La campagne électorale québécoise s’est transformée en bataille de contenus où les vlogs intimistes côtoient les montages TikTok, où les conjointes de politiciens deviennent influenceuses et où chaque prise de parole se mesure en vues, en partages, en clics. Ce qu’on appelle pudiquement « présence numérique » cache une réalité brutale : notre démocratie est devenue un flux, un produit à consommer entre deux publicités de shampoing. Les partis politiques, plutôt que de résister à cette logique marchande, l’embrassent avec cynisme, transformant les enjeux collectifs en micro-contenus émotionnels calibrés pour maximiser l’engagement. La réflexion politique, celle qui exige du temps, de la nuance, de la contradiction même, n’a plus sa place dans cette économie de l’attention où seul survit ce qui choque, amuse ou indigne en moins de quinze secondes.
Cette mutation ne profite pas à toutes et tous également. Les formations capables de fabriquer du spectacle, de la controverse performative et de l’image lisse dominent désormais l’espace public numérique. Pendant ce temps, les mouvements de base, les collectifs citoyens, les voix critiques qui n’ont ni budget de production ni agence de relations publiques peinent à percer le mur algorithmique. La personnalisation outrancière — transformer des candidats en personnages attachants, leurs conjoints en co-vedettes — réduit la politique à une télé-réalité où les rapports de classe, les luttes écologiques, les inégalités systémiques disparaissent sous le vernis esthétique. Ce n’est pas un hasard : cette logique du contenu sert parfaitement le maintien du statu quo, puisqu’elle neutralise toute analyse structurelle au profit de l’affect et de l’identification superficielle.
Le débat public y perd son âme. Quand les formats imposés par Instagram, TikTok ou YouTube dictent la forme du discours politique, c’est la complexité elle-même qui devient inaudible. Les analyses fouillées, les contre-propositions argumentées, les remises en question profondes du modèle économique dominant ne peuvent se résumer en Stories éphémères. On assiste alors à une dépolitisation insidieuse, où les électeurs — surtout les jeunes déjà submergés d’images publicitaires et de contenus sponsorisés — sont invités à « choisir » comme on choisit une marque de yogourt. Cette réduction du politique au marketing affaiblit notre capacité collective à penser autrement, à imaginer des ruptures, à formuler des exigences radicales face à l’urgence climatique et sociale.

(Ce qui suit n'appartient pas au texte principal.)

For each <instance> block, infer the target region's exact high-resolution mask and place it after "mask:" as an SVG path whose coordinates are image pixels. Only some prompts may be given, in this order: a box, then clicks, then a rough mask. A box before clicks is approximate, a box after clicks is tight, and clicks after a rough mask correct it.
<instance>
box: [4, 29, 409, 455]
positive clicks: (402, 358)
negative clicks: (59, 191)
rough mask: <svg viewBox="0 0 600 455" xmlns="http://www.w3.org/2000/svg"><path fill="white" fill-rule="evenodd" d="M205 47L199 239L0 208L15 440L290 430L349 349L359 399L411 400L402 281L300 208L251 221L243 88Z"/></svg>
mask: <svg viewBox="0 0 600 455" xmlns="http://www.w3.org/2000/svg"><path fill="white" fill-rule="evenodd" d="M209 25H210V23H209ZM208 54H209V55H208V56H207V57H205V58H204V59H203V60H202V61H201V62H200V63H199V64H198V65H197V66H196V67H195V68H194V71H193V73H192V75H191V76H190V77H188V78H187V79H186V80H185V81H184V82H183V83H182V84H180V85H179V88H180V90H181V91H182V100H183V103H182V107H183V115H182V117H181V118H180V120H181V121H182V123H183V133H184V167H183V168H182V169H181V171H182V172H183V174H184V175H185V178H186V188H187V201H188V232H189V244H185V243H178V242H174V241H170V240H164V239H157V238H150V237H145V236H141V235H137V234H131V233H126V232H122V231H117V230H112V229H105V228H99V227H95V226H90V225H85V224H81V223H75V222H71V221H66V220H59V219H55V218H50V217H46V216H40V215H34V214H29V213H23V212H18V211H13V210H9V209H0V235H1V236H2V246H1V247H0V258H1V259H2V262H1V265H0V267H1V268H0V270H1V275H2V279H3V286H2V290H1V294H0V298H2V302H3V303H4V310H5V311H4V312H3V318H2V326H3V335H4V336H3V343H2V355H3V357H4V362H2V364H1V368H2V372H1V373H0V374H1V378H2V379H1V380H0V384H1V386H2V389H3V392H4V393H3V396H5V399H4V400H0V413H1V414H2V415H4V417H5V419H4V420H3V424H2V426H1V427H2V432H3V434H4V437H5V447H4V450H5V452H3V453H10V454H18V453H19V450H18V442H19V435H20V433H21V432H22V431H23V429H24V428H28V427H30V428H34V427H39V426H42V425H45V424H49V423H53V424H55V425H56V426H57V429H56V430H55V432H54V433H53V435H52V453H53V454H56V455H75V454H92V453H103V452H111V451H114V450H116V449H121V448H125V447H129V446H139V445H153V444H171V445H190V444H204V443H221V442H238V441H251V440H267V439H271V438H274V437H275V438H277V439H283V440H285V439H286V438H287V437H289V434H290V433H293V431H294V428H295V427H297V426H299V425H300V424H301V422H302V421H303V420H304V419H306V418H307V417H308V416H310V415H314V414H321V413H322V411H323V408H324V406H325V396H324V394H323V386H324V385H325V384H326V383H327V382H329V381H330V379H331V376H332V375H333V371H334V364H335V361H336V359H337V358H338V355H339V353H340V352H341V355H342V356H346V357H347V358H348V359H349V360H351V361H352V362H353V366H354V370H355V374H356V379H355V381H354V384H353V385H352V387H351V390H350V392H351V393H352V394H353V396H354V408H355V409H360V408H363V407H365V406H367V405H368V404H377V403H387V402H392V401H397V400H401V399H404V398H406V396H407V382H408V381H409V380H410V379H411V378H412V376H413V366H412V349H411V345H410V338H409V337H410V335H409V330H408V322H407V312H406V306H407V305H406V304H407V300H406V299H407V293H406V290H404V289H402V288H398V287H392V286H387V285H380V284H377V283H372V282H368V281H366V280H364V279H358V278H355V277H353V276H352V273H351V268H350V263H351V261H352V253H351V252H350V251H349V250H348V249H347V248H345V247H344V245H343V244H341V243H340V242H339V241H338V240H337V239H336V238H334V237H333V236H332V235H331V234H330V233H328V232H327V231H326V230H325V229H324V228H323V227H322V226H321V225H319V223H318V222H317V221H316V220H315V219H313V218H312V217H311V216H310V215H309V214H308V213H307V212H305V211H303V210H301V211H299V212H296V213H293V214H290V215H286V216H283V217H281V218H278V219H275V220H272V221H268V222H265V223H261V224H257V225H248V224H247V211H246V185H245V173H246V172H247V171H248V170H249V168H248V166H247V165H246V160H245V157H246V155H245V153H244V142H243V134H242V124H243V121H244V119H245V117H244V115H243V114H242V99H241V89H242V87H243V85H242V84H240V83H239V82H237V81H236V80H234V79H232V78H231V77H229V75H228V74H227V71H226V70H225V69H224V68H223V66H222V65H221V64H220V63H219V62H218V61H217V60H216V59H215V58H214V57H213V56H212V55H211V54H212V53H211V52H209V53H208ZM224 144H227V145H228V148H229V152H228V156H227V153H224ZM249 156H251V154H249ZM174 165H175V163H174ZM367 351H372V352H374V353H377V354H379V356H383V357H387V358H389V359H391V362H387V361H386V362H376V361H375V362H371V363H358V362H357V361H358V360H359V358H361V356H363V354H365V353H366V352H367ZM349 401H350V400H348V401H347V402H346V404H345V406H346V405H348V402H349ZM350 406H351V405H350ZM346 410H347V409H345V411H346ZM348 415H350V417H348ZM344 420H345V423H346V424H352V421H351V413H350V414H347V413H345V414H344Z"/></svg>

Les conséquences de cette politique-spectacle sont lourdes. Pour les électeurs bombardés de contenus contradictoires, souvent manipulés par des stratégies d’influence opaques, la fatigue informationnelle devient paralysante. Les algorithmes favorisent la polarisation et l’indignation, creusant les fossés plutôt que de nourrir le dialogue. Les groupes marginalisés, qui auraient besoin d’une tribune pour exposer leurs réalités et leurs revendications, se retrouvent à devoir « performer » leur oppression pour espérer une once de visibilité. Pendant que les influenceurs politiques accumulent des millions de vues avec des montages léchés, les travailleuses précaires, les communautés autochtones en lutte, les écologistes radicaux restent inaudibles, relégués aux marges du flux.
Il est temps de remettre le fond au centre. Pas les « valeurs » vagues brandies dans des capsules vidéo, mais les politiques publiques concrètes, les budgets détaillés, les rapports de force entre capital et travail, entre extractivisme et survie planétaire. La démocratie ne peut se réduire à une guerre d’attention où triomphe celui qui maîtrise le mieux les codes de la viralité. Exigeons des espaces de débat longs, contradictoires, accessibles, qui échappent à la logique mercantile des plateformes. Refusons la tyrannie du contenu et réclamons une politique qui nous considère comme des citoyennes et citoyens pensants, pas comme des consommateurs captifs. La révolution ne sera pas likée — elle sera discutée, organisée, enracinée dans le réel.